The standard model with simple nearly scale-invariant primordial perturbations and a smooth single-epoch reionization predicts smooth TE/EE spectra across all angular scales. Recovering the joint low-l TE/EE anomalies within the model requires special initial conditions, modified reionization histories, or non-standard early-universe physics beyond the minimal framework.
SCT replaces the hot-dense-center with a superluminal collision and the thermalized debris field. From this single change, the bulk TE and EE spectra at l > 30 follow from the Plasma Equivalence Theorem: the cascade-thermalized plasma reaches the same six-parameter thermodynamic state as ΛCDM, so its acoustic and polarization evolution at small scales matches ΛCDM precisely (P29, P30). The small-scale TE/EE structure is therefore reproduced by construction.

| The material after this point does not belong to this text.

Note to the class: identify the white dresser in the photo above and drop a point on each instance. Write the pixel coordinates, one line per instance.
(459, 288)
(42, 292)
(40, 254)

The low-l TE/EE anomaly comes from two cascade-related sources. First, the cascade is intrinsically directional (P22, P41), so the largest-scale polarization modes carry the same axis-aligned suppression as the temperature low-l deficit (recid 32) and the connected quadrupoles (recid 18). Second, post-collision reheating events during the multi-stage cascade (P47) produce small additional polarization signals at low multipoles by re-ionizing localized regions at staggered times rather than in a single smooth reionization epoch. The net effect modifies TE and EE spectra below the pure-thermalization expectation.
The same M2 + M10 framework that resolves the low-l temperature deficit (recid 32) and the broader CMB anomaly family resolves the TE/EE anomaly. The polarization signature is one more observational window onto the same cascade-origin geometry. The TE/EE low-l axis is predicted to align with the Axis of Evil and the hemispherical-asymmetry axis, providing a multi-statistic cross-check on the common-collision-axis hypothesis. There is no need for non-standard reionization histories or anisotropic primordial spectra.
If LiteBIRD or CMB-S4 polarization measurements show the TE/EE low-l anomalies are statistically independent of the temperature low-l deficit (different axis, different amplitude profile) at greater than 3σ, the common-cascade-origin explanation fails. Equivalently, if the TE/EE structure can be recovered by a smooth single-epoch reionization at high precision, the multi-phase reheating contribution is refuted.